A book and its cover

I’ve struggled with this notion for sometime. I know people and have people around me who do this most of the time. Heck, there are times when I fall into the trap of doing the same. I do not want to be the same. I want to improve my thinking. Why? Because I have been a victim of misunderstanding. I have also been misunderstood. No one likes that. It is not optimal.


What does it mean?

Whenever we look at someone our mind makes up its own mind. Yes, that sounded funny but that’s what happens. At least, loosely speaking. We have largely two sections inside our brain. The first one, evolved through the ages yet contains remnants of the animal brain. It is quick to get excited and quick to draw conclusions. There are several examples of this, some familiar, others not. There is a predator in the bush. One in hand is also better than two in the bush. My friend’s enemy is my enemy. I see the lightening, don’t understand it, hence, God. The second section within the brain, which is more careful, slow and appreciates tedious calculations. Yes, indeed it does, despite the popular notion of slow is easy, easy is good. Turning the examples above on their head… The predator in the bush can be my meal and perhaps a delicious one if I can subdue it. Do I have any tools handy? How do I invent tools? Oh, physics and math! The enemy of my friend can push my friend to do better things in life because no-one wants to suffer and hard work needs motivation. Maybe my friend’s enemy can motivate him to do better. Hence, social psychology. Indeed, the second brain is scheming, manipulation, understanding yet slow to process outcomes.

So when we look at someone, something or are thrown into a situation, our animal mind (the cerebellum) already has cast its judgment. We arrive at a conclusion and are more confident than not. This is usually the case if you don’t flight the immediate impulse to draw conclusions. The more (sic) evolved part of our brain (the cerebrum) has yet to even evaluate the situation.

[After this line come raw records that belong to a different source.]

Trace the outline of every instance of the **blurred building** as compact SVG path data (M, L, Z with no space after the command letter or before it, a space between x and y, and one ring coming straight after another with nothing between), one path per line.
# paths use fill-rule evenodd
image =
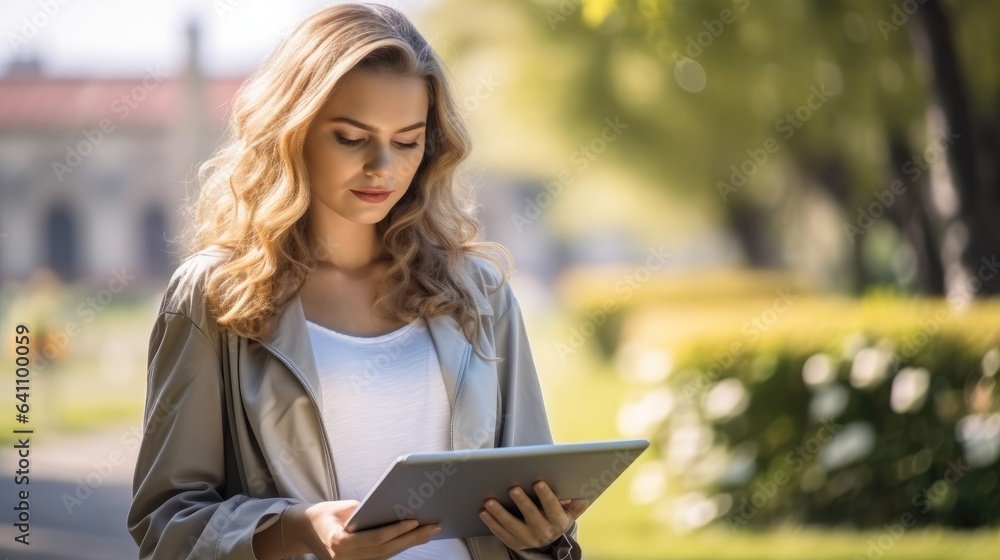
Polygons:
M0 77L0 280L45 267L65 281L104 283L123 268L159 286L177 265L168 244L178 209L197 193L197 165L222 140L230 100L246 76L210 77L187 30L179 75L150 65L129 79L50 77L38 59ZM544 283L561 259L544 220L519 225L540 182L477 181L489 239Z
M47 77L37 58L6 69L0 278L48 267L64 280L101 281L125 267L141 281L173 270L166 239L179 229L177 209L243 81L203 75L196 26L187 38L175 76L151 64L129 79Z

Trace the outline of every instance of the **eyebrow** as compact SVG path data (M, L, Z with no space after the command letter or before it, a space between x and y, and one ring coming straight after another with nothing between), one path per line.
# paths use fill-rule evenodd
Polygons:
M356 121L354 119L351 119L351 118L348 118L348 117L333 117L333 118L330 119L330 122L345 122L345 123L350 124L352 126L356 126L358 128L367 130L368 132L378 132L378 129L375 128L374 126L367 125L367 124L365 124L363 122L358 122L358 121ZM396 132L406 132L407 130L413 130L415 128L420 128L422 126L425 126L426 124L427 123L425 123L424 121L420 121L418 123L411 124L410 126L403 127L401 129L397 130Z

The more time we spend in the situation, with the person, engaged with something, the more complicated the situation begins to look. We are conscious creatures but there is more evaluation taking place subconsciously than current science has managed to record.


Alternatives and a semi-conclusion

The best way to think about things is mechanically. Time-box everything. Even a thought process to think about things. Time-box it. You have to plan a trip half way around the world? Time-box it. The plan to make the plan? Time-box it. Anything that needs thought and action needs to be time boxed. That will more times than not lead thought to forced into a structure. So when you are in an unfamiliar situation or facing an unfamiliar audience the best way to evaluate it is to time box the thought process to evaluate the situation. More than restricting the time to evaluate the situation this will force you to use a framework to evaluate the situation. Ironically, the choice of the structure and framework will take time. One needs to lend their mind to reading about reading, writing, understanding culture, looking for results, using goals and objectives. This should be guidance to an end goal. Knowing about things helps to avoid being blindsided by unfamiliar situations and people. Blindsided by people, occurrences, science, and sometimes facts that have already discovered among other things. Awareness about things helps build good frameworks. Awareness comes from reading about things and sometimes being in the situation. Unfortunately the latter which is sometimes called experience needs failure for things to be understood entirely.

The run after the dream made me think about things. Sunrise, Sunrise!

More about this in another blog post. Despite a fantastic dream today that made me think about things and a bit emotional and when I woke up I decided two things. One, that this post will never be finished and two I should go out for a long run like old times. So I decided to time-box the drafting of this post and that now is just as good a time to finish it up and post it. At the end I just have one thing to say. Read Mental Models by Shane Parrish and listen to The Knowledge Project. Don’t judge the book and the podcast by either of their covers. In all honesty I have listened to him in a while. But that wasn’t always the case. I did, very frequently in the past. Alright that’s all for now. Mental models. Don’t forget.